As in my previous post, we’re going to assume that you’re using a Trusted Platform Module (TPM) on BitLocker-encrypted systems. All of the major computer manufacturers make them available by default (or as an add-on) on most Enterprise- and Business-grade systems, and you’re going to need it if you don’t want to use a PIN on Windows 8 devices.
The first change in Windows 8/8.1 devices is a change in the hardware certification that Microsoft makes OEM manufacturers adhere to when producing devices. Devices that support InstantGo (formerly known as Connected Standby in Windows 8) can’t have Direct Memory Access (DMA) ports such as Firewire and must have memory that isn’t easily removable. The removal of ports that could be susceptible to DMA attacks and memory that is soldered to the motherboard significantly reduces the attack vectors of those logo’ed devices. Second, devices attached to DMA ports don’t load drivers until a user has logged in to the system. This prevents an attacker from attaching a device to pull the BitLocker encryption keys via one of those ports to a system that is logged out.
The second change is the addition of a new Group Policy option that can be used in conjunction with BitLocker. From a Windows 8+ (or Server 2012+) system, edit a Group Policy Object (GPO) in the Group Policy Management Console (GPMC).
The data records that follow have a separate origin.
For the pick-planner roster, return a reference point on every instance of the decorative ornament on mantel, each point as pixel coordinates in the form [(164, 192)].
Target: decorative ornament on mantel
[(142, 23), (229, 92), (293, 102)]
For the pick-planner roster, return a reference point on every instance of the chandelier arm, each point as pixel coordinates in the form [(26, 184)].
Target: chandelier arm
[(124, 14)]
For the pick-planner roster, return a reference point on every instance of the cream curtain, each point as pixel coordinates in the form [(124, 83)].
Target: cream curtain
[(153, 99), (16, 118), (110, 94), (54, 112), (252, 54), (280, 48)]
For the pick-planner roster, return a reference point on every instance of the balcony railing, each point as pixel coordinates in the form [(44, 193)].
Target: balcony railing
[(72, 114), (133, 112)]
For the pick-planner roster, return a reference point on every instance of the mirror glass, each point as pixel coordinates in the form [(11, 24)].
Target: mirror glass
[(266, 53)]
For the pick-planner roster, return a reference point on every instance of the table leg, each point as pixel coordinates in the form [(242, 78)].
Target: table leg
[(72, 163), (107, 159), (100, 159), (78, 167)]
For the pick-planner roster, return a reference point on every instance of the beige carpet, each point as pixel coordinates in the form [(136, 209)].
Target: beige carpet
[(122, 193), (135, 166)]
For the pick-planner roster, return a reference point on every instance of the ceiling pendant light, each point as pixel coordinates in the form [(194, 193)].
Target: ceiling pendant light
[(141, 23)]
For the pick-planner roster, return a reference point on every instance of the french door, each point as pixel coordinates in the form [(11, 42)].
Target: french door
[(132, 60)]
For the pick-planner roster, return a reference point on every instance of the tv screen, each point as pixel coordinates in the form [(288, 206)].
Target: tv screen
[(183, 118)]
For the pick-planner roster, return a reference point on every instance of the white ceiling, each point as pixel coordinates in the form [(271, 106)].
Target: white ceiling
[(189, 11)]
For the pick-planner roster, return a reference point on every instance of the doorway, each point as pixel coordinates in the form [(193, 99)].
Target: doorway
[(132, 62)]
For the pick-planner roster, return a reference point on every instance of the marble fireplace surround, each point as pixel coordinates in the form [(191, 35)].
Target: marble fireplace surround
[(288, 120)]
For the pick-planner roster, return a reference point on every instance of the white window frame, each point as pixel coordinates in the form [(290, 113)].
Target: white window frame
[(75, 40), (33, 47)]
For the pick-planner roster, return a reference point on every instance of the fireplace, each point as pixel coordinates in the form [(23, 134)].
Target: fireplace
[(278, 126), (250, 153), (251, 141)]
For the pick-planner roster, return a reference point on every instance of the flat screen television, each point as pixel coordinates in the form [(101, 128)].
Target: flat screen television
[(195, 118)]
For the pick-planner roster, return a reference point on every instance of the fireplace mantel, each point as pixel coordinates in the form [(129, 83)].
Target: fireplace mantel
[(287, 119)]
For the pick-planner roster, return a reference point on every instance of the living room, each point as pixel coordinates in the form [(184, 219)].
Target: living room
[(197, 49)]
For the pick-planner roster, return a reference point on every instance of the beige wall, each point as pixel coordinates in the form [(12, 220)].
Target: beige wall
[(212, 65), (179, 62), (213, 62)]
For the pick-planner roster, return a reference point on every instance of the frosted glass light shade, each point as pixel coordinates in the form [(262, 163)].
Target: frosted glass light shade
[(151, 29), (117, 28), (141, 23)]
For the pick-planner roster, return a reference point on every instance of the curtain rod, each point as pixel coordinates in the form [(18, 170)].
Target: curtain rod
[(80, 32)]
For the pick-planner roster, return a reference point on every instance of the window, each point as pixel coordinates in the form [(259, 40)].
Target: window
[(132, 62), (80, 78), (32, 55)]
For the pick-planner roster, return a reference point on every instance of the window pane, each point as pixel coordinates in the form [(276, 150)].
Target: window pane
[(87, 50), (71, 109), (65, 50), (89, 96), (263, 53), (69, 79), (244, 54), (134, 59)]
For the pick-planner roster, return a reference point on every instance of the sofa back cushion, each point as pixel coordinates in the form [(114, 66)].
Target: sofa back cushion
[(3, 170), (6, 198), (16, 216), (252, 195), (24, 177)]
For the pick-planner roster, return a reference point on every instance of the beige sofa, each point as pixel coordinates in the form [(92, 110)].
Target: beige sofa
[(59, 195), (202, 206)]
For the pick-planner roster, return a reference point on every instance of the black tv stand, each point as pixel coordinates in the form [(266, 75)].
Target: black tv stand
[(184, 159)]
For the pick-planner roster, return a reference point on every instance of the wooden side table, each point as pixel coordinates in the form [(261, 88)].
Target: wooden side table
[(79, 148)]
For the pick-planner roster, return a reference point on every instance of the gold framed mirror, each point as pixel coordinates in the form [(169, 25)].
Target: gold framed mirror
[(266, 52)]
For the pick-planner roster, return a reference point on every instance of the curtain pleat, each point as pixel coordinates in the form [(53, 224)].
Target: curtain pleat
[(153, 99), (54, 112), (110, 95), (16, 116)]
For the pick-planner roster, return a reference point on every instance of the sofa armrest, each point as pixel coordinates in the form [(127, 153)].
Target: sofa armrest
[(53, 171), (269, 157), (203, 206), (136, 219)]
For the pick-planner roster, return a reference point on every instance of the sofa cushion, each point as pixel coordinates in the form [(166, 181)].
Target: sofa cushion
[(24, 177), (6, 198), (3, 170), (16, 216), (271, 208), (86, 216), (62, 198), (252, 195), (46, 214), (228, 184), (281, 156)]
Go to Computer Configuration > Policies > Windows Settings > Security Settings > Local Policies > Security Options and find the Policy Interactive logon: Machine account lockout threshold.
Machine account lockout threshold policy in the Group Policy Management Console
Setting this policy will cause a BitLocker-encrypted system to lock down after the configured number of invalid logon attempts. Here’s how it works:The BitLocker-encrypted system boots up into Windows. The person that doesn’t know the password to log in starts entering bad passwords. After several attempts, he receives the message: “That password isn’t correct. Be careful—if you keep entering the wrong password, you’ll be locked out to help protect your data. To sign in, you’ll need a BitLocker recovery key. Press Ctrl+Alt+Delete to sign in.”
Machine account lockout threshold warning in Windows 8.1
After the configured number of failed attempts, the system will forcefully reboot. When the system boots back up, the user will receive the message: “You’re locked out! Enter the recovery key to get going again.”
Windows 8.1 BitLocker You're locked out screen
Bottom Line: With Windows 8.1, PIN’s aren’t as necessary (if at all) due to enhancements in the OS.